- Genre: Comedy
- Written by: Alan Melville
- Starring: Robert Coote Moira Lister Jonathan Cecil
- Composer: Dennis Wilson
- Country of origin: United Kingdom
- Original language: English
- No. of series: 1
- No. of episodes: 7

Production
- Producer: Graeme Muir
- Running time: 30 minutes
- Production company: BBC

Original release
- Network: BBC 1
- Release: 6 January – 17 February 1967

= The Whitehall Worrier =

1967 British TV comedy series

The Whitehall Worrier is a British comedy television series which first aired on BBC One in 1967. Revolving around the career of one of the minister's in Harold Wilson's Labour government, the series was gentle in style and closer to a traditional farce than more contemporary satire.
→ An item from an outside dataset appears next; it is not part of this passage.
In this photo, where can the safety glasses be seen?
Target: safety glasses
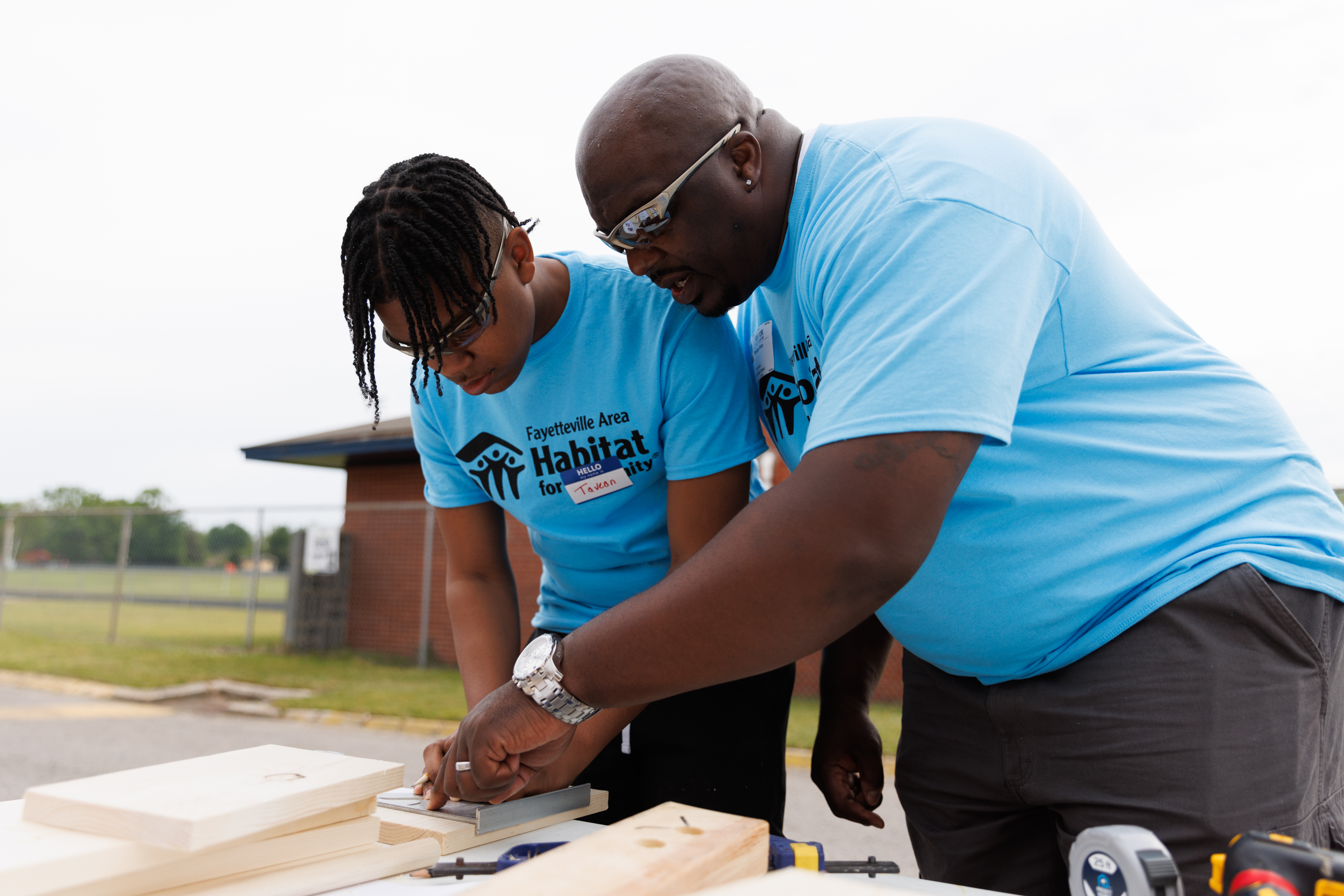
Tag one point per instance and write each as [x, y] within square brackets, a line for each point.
[468, 330]
[647, 220]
All episodes are now considered to be lost.

==Main cast==
- Robert Coote as Rt. Hon. Mervyn Pugh
- Moira Lister as Janet Pugh
- Jonathan Cecil as Roger Deere
- Nan Munro as Miss Dempster
- Arthur Howard as Mr. Harrison
- Barbara Ogilvie as Mrs. Frome
- Karl Lanchbury as David Pugh
- Daphne Anderson as Mrs. Nicholson

==Bibliography==
- Steven Fielding. A State of Play: British Politics on Screen, Stage and Page, from Anthony Trollope to The Thick of It. A&C Black, 2014.